Guillaume de Machaut
Guillaume de Machaut French: , Old French: ; also Machau together with Machault; c. 1300 – April 1377 was the French composer as well as poet who was a central figure of the set in unhurried medieval music. His predominance of the genre is such(a) that contemporary musicologists usage his death to separate the from the subsequent movement. Regarded as the most significant French composer and poet of the 14th century, he is often seen as the century's leading European composer.

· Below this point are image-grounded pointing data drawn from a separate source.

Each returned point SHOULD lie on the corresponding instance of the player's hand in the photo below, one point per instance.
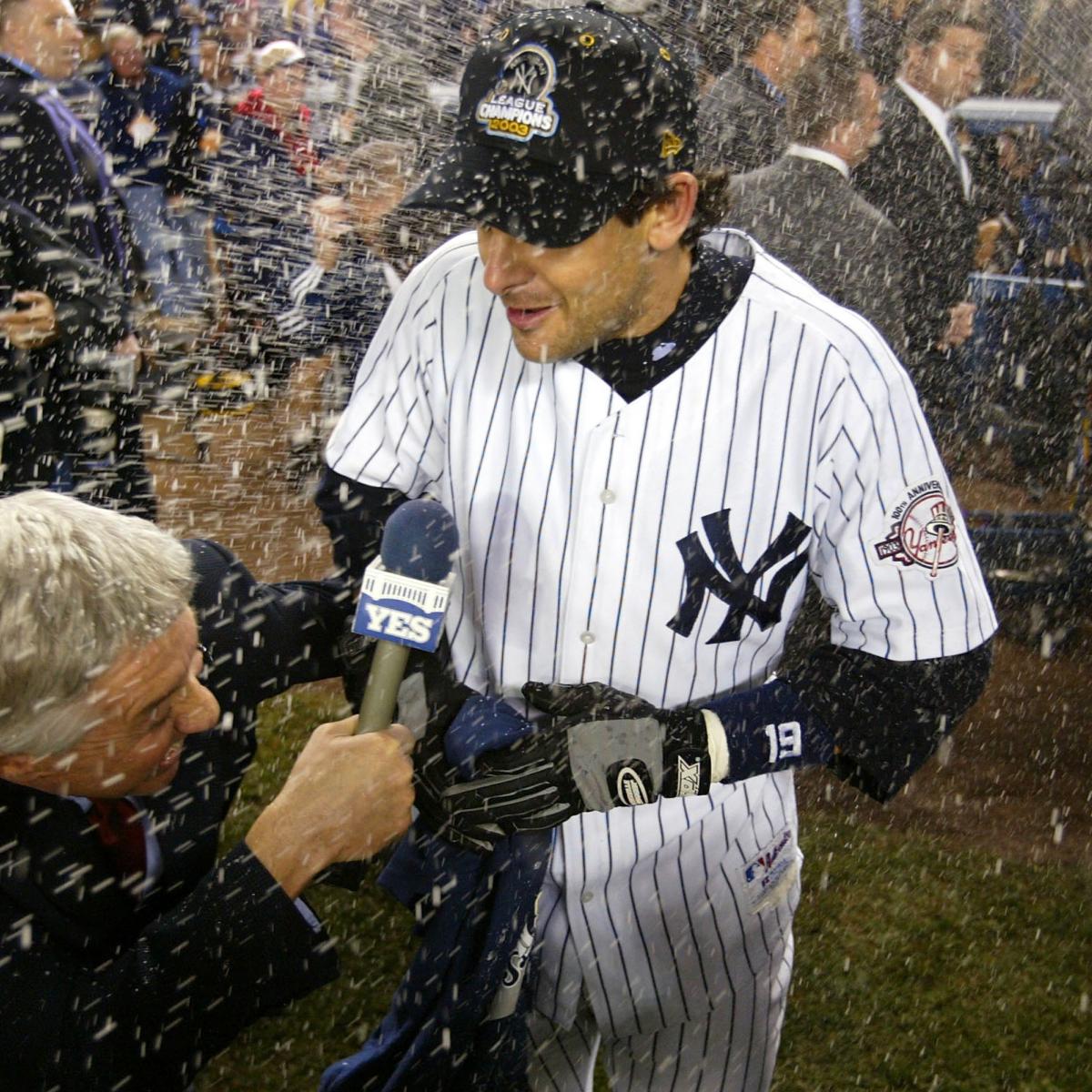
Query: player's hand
(602, 749)
(632, 751)
(345, 798)
(449, 756)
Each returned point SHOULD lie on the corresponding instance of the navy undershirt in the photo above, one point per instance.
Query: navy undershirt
(632, 366)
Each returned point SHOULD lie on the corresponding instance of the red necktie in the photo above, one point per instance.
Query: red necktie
(121, 834)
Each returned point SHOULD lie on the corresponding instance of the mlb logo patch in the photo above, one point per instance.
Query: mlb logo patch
(770, 874)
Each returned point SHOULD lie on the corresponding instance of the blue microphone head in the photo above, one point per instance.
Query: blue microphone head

One of the earliest European composers on whom considerable biographical information is available, Machaut has an unprecedented amount of surviving music, in element due to his own involvement in his manuscripts' setting and preservation. Machaut embodies the culmination of the poet-composer tradition stretching back to the traditions of troubadour and trouvère; alive into the 15th century his poetry was greatly admired and imitated by other poets, including Geoffrey Chaucer and Eustache Deschamps, the latter of whom was Machaut's student.

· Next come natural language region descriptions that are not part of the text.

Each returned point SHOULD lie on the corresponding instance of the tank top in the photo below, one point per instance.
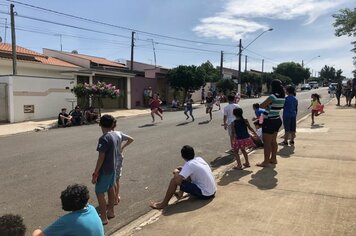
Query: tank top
(241, 129)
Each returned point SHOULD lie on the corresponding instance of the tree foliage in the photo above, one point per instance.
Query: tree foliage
(293, 70)
(345, 24)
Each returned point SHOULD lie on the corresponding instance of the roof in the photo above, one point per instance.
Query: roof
(24, 54)
(98, 60)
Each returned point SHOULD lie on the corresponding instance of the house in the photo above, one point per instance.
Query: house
(94, 69)
(40, 88)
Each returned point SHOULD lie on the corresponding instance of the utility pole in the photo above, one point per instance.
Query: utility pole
(239, 72)
(132, 47)
(13, 40)
(245, 63)
(221, 64)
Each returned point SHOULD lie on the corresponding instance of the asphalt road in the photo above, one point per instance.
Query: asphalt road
(36, 167)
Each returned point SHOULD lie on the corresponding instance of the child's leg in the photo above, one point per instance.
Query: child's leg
(237, 158)
(247, 163)
(102, 207)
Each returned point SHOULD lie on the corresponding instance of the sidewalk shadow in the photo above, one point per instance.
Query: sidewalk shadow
(183, 123)
(147, 125)
(264, 179)
(286, 151)
(233, 175)
(222, 161)
(185, 205)
(204, 122)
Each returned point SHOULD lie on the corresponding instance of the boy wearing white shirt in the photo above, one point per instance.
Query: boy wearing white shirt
(195, 178)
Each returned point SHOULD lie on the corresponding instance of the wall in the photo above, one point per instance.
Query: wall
(48, 95)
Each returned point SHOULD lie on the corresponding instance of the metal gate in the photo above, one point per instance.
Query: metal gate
(3, 103)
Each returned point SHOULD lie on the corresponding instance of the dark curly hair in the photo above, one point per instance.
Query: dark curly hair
(74, 197)
(12, 225)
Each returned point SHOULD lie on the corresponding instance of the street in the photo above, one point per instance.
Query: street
(36, 167)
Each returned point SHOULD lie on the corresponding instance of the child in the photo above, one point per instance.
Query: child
(258, 140)
(104, 173)
(209, 104)
(120, 148)
(242, 139)
(189, 107)
(290, 110)
(317, 107)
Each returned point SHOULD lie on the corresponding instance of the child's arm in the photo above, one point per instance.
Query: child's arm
(99, 163)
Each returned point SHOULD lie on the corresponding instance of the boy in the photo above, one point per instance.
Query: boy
(121, 138)
(82, 219)
(195, 178)
(104, 173)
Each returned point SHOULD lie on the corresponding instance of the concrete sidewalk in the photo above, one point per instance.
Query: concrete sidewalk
(312, 190)
(30, 126)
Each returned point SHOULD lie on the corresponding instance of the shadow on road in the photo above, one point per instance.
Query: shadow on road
(186, 205)
(264, 179)
(204, 122)
(233, 175)
(147, 125)
(286, 151)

Machaut composed in a wide range of styles and forms and was crucial in coding the motet and secular song forms especially the lai and the formes fixes: rondeau, virelai and ballade. Among his only surviving sacred works, Messe de Nostre Dame, is the earliest so-called complete setting of the Ordinary of the Mass attributable to a single composer. Other notable works include the rondeaux "Ma fin est mon commencement" and "Rose, liz, printemps, verdure" as well as the virelai "Douce Dame Jolie".